Whatever it is, one thing is sure: Your sex life is non-existent, and it’s time you do something about it.
• Excuses are consistent
Believe it or not, “I have a headache” is not only a popular woman’s saying when she’s not interested in having sex. Men use it, too, when they’re not in the mood for sex or when they’re no longer interested in their partner sexually.
It doesn’t have to be a headache, but it can be anything else. From staying late at work (wait, does that indicate cheating?) to spending too much time with his best friends, excuses are consistent and sex is non-existent.
• Spending time together feels forced
Even when he manages to find time to spend with you (wow, he can do that?), everything feels unnatural.
As a matter of fact, your entire relationship feels forced. There are no subtle touches, there is no chemistry, and he doesn’t even try to make you horny. Why?
Is he truly not interested in you, or is he playing hard to get? Seriously? Do men even know how to play hard to get when it comes to these sexual matters?
• Dull texts
Trust me, men, boyfriends, and generally the entire male species are highly skillful when it comes to sexually provoking a woman via text.
Some of them try hard to make a woman horny by sending dirty texts, while others resort to sending hot pictures to catch your attention and make you want them badly.
Whatever method they choose, the goal remains the same: They want to make you aroused because they’re sexually attracted to you.
Now, if your boyfriend has suddenly become ‘bad at texting’ and seldom or never uses any sexual connotations, you should be worried. I’m saying this to you, woman-to-woman.

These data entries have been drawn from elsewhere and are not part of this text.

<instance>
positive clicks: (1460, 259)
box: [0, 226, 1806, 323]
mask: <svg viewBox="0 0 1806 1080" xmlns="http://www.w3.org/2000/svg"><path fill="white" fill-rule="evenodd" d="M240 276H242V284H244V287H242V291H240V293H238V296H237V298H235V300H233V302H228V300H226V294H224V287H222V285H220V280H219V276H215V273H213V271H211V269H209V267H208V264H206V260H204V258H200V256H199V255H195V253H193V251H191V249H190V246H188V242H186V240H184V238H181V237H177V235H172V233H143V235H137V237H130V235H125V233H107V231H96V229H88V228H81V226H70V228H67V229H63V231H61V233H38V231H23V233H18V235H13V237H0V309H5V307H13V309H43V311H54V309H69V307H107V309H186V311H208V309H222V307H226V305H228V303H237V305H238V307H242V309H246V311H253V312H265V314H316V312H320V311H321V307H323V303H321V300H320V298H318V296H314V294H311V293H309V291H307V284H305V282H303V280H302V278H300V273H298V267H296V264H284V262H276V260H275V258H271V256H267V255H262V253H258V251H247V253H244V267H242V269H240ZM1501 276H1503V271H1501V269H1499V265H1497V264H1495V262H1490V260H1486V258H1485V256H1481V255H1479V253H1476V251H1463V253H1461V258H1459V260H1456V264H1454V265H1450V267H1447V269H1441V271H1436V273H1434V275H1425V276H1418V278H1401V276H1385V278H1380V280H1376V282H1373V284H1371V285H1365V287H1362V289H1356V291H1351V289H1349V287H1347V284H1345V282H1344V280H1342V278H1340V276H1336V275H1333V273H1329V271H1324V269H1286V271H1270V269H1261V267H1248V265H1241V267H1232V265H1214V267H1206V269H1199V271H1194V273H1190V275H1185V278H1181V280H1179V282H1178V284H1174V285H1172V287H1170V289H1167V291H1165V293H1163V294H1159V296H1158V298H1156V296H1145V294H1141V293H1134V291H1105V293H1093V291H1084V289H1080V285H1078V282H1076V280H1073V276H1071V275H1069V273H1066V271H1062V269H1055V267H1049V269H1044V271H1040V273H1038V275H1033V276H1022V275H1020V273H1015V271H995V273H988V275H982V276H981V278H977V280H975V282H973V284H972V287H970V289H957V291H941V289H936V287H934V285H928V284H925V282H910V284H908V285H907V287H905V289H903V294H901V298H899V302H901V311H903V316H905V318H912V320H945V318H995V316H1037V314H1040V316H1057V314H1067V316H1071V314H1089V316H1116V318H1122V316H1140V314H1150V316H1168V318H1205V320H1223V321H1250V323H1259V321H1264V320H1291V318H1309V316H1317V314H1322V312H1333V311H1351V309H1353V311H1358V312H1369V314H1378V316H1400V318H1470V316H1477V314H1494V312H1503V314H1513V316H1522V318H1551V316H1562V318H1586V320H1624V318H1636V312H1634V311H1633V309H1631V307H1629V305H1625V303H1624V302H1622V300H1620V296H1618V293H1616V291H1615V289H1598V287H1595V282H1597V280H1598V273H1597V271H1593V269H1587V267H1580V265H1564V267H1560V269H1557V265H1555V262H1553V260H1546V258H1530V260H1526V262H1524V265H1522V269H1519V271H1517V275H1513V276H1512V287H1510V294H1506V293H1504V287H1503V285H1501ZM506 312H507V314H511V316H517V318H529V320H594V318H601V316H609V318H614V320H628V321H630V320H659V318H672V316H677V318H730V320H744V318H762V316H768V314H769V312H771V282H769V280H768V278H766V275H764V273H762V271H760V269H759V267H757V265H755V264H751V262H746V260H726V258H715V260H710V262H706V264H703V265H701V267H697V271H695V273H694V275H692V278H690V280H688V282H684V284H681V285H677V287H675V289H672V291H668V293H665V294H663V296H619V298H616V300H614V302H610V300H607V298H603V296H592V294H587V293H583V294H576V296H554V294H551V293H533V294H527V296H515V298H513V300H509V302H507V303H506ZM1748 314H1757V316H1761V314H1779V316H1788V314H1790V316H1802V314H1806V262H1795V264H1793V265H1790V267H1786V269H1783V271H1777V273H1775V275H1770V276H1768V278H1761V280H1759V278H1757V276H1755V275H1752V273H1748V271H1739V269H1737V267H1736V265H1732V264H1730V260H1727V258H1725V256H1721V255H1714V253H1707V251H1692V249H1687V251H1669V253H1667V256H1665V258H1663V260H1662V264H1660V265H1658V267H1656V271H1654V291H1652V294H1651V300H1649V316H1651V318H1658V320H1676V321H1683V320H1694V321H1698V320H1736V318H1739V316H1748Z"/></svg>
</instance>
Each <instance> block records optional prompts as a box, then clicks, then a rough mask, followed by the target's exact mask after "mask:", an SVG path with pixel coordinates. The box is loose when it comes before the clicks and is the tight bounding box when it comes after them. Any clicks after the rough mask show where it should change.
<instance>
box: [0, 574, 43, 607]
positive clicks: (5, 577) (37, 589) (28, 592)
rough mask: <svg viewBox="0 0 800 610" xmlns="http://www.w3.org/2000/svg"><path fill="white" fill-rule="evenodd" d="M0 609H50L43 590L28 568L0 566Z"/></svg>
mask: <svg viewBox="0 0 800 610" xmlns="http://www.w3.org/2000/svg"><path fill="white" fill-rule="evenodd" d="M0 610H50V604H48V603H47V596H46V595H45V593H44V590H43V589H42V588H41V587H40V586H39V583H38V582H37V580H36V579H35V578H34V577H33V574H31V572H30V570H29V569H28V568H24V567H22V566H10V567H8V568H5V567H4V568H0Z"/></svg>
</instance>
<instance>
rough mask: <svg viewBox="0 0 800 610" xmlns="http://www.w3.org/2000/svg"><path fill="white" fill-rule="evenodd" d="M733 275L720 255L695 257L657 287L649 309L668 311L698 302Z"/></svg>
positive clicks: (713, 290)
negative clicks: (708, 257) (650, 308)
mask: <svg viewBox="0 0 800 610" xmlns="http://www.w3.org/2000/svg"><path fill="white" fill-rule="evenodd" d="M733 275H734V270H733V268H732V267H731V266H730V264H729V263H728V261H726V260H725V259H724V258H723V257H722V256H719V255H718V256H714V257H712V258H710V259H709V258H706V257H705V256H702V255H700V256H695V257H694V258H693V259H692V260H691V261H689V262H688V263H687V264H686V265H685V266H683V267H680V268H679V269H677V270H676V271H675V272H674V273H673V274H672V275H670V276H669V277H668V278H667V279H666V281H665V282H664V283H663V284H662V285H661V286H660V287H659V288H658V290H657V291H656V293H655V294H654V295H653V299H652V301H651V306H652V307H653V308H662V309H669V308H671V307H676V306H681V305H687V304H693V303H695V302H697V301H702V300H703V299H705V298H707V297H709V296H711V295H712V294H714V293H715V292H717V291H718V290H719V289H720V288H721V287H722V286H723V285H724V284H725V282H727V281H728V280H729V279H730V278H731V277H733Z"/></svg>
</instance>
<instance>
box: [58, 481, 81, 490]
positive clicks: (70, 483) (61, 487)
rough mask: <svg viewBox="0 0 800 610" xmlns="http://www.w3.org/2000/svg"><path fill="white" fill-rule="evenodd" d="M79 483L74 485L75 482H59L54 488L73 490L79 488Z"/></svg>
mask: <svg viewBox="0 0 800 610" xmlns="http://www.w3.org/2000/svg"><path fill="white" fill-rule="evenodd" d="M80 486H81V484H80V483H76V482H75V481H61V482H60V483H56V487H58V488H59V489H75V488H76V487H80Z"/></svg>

Is the statement My boyfriend doesn’t seem interested in me sexually anymore still running through your head? If not, then you can be sure that you’ve found the reasons why your boyfriend might be disinterested in you sexually.
Whatever the reason, keep in mind that you don’t deserve a guy who makes you feel alone in a relationship. If talking to him about it doesn’t help, then consider seeing a sex therapist or another professional.
If that also doesn’t help, then perhaps breaking up with him is the right thing to do. As always, you are the judge of that because every relationship is individual.
Everyone deserves to feel desired and wanted in a relationship both emotionally and sexually.
If that’s something your partner can no longer give you and it can be fixed, then you know what you ought to do. Life is too short to spend it with someone who makes you unhappy.